27th June

Born: Louis XII ('the Just') of France, 1462, Blois; Charles IX of France, 1550, St. Germain; Charles XII of Sweden, 1682.

Died: Jean Rotrou, most eminent French dramatist before Corneille, 1650; Christian Heinecken, prodigy of precocious learning, 1725, Lübeck; Abbe de Chaulieu, French poet, 1740; Nicholas Tindal, historian, 1774, Greenwich Hospital; Dr. William Dodd, executed at Tyburn, 1777; Runjeet Singh, chief of Lahore, 1839, Lahore; John Murray, eminent publisher, 1843, London.

Feast Day: St. John of Moutier and Chinon, priest and confessor, 6th century; St. Ladislas I, King of Hungary, confessor, 1095.

CHRISTIAN HEINECKEN

Christian Heinecken, one of the most remarkable beings recorded in the history of mankind, was born of respectable parentage, at Lubec, in 1721. If he had come into the world during the dim and distant ages of antiquity, we might have set down the whole story as a myth, and thus dismissed it as unworthy of consideration. But the comparatively late period of his birth, and the unimpeachable character of the numerous witnesses that testify to his extraordinary precocity, leave us no alternative from belief and wonder. He spoke, we are told, and spoke sensibly too, within a few hours after his birth; when ten months old, he could converse on most subjects; when a year old he was perfect in the Old Testament, and in another short month he mastered the New. When two and a half years old, he could answer any question in ancient or modern history or geography. He next acquired Latin and French, both of which he spoke with great facility at the Court of Denmark, to which he was taken in his fourth year. His feeble constitution prevented him from being weaned until he was five years old, when He died in consequence of this necessary change of diet.

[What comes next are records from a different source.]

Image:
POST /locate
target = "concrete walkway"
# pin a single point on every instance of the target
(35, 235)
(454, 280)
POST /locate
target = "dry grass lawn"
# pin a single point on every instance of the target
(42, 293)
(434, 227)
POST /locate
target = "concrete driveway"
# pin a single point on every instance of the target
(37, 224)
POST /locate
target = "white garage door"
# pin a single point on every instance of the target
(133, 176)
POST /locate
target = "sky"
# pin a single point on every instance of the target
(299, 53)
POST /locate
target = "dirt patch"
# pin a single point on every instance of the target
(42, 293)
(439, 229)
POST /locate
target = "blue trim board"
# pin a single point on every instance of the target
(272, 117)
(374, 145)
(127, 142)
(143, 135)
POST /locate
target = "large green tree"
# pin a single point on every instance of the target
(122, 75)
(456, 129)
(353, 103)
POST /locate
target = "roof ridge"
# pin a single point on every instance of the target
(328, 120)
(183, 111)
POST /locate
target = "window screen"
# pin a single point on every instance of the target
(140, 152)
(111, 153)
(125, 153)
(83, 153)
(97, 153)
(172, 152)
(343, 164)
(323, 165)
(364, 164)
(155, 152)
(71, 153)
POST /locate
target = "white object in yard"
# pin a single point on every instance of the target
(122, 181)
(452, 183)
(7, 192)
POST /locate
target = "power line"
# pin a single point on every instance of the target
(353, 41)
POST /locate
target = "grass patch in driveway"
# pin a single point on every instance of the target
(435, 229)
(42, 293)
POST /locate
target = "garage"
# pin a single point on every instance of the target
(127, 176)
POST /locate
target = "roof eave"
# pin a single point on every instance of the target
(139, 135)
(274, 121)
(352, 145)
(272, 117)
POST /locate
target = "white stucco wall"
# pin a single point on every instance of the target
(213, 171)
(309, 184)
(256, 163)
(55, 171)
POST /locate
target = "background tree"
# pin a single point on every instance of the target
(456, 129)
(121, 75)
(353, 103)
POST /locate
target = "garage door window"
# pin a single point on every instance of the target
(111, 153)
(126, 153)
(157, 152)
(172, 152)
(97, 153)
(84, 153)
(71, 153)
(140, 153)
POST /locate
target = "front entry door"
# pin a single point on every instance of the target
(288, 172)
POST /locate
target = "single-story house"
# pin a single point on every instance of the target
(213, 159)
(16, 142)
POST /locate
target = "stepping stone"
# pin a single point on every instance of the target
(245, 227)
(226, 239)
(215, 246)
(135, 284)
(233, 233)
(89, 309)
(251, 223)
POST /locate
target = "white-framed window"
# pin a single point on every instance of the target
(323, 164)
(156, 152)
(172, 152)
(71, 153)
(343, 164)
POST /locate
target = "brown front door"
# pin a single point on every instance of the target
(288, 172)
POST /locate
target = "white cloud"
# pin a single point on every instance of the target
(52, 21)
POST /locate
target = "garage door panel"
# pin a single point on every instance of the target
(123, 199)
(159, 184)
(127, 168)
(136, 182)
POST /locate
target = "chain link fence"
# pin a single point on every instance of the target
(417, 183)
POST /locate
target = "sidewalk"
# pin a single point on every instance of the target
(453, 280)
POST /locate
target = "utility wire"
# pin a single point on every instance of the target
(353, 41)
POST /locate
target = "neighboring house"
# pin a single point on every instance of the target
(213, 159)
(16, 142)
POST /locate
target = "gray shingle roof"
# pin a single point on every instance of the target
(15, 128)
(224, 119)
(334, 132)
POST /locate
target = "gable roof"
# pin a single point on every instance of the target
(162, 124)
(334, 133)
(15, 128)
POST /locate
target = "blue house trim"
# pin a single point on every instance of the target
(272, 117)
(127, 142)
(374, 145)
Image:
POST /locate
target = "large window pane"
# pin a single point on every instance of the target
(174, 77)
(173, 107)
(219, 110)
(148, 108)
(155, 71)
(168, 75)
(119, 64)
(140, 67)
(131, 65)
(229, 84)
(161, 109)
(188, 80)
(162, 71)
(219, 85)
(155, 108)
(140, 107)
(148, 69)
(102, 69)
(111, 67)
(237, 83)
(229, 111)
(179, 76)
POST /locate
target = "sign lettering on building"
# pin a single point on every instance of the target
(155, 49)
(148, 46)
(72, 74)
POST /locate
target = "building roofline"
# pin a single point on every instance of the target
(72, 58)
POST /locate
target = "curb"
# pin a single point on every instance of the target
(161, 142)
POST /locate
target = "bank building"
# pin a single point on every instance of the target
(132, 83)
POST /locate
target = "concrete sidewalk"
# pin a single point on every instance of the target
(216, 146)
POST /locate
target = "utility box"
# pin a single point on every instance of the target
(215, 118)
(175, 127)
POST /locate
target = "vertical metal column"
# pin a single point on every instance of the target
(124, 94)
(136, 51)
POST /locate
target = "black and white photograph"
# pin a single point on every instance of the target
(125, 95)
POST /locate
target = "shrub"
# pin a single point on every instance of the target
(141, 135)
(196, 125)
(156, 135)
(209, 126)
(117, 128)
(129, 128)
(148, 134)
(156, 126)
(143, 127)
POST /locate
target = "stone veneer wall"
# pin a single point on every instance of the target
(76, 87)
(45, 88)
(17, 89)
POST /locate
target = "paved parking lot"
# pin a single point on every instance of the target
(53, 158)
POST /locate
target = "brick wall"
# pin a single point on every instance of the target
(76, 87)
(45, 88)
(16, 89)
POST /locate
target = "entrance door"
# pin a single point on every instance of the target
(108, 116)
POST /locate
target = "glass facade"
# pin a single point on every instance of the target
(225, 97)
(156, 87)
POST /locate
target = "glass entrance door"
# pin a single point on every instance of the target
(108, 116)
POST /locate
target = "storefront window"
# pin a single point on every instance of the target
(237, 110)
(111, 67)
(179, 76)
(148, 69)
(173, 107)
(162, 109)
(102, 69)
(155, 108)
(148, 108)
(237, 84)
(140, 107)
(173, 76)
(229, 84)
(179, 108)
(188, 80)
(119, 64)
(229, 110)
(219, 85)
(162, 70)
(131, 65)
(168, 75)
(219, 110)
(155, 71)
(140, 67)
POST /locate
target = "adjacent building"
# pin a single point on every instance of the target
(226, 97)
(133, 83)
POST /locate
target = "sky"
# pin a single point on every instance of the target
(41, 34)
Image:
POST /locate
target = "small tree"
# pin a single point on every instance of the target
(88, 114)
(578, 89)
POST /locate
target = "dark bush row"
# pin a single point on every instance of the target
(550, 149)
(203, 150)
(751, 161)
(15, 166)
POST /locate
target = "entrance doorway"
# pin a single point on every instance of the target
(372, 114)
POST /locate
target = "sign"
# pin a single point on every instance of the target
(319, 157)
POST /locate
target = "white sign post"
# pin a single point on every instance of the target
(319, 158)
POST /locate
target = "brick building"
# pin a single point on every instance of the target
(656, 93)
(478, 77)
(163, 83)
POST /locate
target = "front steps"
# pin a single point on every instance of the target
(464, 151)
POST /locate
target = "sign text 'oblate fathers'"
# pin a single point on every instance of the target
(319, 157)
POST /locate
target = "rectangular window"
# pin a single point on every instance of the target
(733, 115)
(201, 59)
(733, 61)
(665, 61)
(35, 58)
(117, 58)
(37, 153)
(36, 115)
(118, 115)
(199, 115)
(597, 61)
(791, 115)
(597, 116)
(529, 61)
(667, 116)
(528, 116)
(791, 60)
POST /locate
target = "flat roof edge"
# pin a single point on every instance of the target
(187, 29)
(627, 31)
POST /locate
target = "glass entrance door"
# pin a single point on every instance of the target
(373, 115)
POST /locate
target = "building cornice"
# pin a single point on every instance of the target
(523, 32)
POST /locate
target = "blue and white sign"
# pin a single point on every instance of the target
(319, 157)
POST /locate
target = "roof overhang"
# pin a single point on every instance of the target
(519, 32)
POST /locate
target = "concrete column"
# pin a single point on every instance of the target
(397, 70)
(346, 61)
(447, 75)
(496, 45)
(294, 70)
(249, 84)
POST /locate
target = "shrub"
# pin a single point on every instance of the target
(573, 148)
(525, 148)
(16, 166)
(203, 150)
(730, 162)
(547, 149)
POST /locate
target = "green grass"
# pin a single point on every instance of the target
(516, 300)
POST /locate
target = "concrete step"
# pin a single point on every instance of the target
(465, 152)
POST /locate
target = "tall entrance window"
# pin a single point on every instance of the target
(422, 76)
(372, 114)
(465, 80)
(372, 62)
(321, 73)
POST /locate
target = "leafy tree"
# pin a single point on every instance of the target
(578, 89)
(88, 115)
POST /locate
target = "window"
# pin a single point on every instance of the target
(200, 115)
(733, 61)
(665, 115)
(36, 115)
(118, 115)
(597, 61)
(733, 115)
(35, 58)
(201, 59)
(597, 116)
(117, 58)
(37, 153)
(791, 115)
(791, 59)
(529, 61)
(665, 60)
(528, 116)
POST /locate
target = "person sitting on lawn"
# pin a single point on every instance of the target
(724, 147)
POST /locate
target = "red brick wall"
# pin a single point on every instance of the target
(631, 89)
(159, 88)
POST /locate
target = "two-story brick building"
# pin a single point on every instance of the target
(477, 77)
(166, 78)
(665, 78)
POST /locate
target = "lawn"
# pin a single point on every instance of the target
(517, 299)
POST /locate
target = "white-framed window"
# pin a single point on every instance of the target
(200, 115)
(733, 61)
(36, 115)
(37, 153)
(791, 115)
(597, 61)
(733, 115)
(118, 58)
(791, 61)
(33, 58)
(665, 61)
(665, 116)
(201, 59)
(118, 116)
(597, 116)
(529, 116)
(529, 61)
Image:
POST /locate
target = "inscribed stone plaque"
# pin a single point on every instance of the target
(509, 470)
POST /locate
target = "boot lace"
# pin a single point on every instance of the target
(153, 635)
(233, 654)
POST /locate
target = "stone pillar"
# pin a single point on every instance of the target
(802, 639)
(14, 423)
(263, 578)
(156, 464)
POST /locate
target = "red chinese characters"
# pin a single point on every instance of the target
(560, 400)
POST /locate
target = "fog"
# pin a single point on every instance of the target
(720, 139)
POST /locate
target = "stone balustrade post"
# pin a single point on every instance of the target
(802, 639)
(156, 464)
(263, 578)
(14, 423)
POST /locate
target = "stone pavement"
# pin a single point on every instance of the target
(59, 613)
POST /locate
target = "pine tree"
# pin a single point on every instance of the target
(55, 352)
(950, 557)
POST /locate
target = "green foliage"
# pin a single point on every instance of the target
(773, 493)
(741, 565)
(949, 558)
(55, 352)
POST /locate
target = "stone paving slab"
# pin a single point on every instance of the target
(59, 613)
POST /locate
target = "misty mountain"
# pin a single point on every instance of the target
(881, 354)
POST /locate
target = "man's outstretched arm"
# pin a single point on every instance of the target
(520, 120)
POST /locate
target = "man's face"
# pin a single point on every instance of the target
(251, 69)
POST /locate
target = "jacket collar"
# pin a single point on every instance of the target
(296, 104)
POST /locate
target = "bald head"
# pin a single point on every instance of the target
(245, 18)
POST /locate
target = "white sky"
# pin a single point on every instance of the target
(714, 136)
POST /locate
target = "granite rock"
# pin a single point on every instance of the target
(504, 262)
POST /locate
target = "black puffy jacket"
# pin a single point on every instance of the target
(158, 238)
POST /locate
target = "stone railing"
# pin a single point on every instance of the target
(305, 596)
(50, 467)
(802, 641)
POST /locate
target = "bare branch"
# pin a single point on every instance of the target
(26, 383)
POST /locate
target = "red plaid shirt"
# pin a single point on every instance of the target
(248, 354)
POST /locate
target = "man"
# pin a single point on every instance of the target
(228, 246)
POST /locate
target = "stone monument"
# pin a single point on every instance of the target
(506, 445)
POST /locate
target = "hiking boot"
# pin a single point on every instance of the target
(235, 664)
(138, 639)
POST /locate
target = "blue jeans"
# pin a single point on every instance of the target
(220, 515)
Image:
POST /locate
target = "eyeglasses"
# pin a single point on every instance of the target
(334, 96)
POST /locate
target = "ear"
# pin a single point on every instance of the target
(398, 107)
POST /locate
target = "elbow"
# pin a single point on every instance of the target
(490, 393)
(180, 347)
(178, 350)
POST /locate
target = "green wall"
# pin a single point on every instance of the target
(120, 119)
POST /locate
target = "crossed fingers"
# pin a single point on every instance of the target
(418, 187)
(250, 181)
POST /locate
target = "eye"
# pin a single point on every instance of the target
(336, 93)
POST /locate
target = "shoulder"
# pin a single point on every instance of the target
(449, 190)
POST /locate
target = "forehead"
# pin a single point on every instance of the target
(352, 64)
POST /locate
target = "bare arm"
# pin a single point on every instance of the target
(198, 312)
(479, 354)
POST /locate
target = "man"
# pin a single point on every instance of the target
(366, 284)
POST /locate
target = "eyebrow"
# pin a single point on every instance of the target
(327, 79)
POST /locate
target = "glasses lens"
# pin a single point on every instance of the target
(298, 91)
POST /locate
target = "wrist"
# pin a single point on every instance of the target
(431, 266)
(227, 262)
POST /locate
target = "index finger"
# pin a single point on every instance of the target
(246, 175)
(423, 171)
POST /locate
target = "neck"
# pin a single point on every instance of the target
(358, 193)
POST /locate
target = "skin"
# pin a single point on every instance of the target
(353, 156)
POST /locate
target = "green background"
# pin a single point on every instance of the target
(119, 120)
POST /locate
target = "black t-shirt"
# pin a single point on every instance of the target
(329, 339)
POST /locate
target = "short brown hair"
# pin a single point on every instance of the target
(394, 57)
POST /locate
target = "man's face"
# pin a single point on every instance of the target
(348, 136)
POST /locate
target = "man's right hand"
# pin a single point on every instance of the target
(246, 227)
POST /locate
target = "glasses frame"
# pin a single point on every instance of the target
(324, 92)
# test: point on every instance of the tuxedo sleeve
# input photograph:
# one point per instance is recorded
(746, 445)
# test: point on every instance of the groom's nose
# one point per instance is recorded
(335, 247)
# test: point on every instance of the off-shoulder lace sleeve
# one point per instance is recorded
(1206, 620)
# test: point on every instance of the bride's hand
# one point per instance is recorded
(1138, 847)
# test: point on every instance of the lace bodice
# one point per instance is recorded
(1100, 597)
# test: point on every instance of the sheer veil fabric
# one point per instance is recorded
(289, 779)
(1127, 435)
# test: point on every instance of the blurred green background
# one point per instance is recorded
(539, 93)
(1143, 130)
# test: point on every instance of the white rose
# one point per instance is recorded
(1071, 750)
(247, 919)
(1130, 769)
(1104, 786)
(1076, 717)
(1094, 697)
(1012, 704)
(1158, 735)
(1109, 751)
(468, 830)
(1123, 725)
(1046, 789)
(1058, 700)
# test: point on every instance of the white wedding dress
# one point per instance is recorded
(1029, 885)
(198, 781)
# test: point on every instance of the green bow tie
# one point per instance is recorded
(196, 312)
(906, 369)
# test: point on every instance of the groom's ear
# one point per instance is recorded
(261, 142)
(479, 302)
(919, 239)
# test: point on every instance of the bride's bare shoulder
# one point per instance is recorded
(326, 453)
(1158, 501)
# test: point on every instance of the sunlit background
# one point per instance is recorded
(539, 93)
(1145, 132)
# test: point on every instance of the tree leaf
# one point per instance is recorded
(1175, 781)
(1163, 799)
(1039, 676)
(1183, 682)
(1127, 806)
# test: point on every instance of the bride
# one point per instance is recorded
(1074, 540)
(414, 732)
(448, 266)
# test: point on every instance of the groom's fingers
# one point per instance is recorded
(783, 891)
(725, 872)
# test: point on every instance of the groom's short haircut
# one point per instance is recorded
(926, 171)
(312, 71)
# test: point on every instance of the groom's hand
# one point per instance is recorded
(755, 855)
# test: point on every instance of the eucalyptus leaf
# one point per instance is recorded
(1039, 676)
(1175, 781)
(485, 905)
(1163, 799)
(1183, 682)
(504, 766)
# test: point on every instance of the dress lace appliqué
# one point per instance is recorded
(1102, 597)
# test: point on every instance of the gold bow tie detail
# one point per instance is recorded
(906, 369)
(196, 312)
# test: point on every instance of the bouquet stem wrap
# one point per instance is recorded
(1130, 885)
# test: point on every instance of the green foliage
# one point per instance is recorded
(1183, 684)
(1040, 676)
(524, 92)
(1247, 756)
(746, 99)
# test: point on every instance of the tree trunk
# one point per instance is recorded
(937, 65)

Some German savans, and one Frenchman, have written learned disquisitions in the attempt to explain on natural principles this wonderful precocity; but the result of their lucubrations has only been to prove that it is utterly inexplicable.

THE UNFORTUNATE DR. DODD

The son of a Lincolnshire vicar-educated at Cambridge-possessed of talents and a hand some person-witty and agreeable-Dodd might be said to have a good start in life. With something of the ballast of common sense and a decent degree of probity, he ought to have been a successful man. Wanting these, it is instructive to see what came of him. In 1751, at twenty-two years of age, he is found in London, without a profession or an income, yet indulging in all the enjoyments he had a mind for. When his father heard that he had married a gay, penniless girl, and furnished a house (it was, by the by, in Wardour-street), he came up to town in a state of alarm. What was to be done? The church was, in those days, simply looked on as a profession. The elder Dodd had no scruples any more than his son. It was decreed that William should take orders.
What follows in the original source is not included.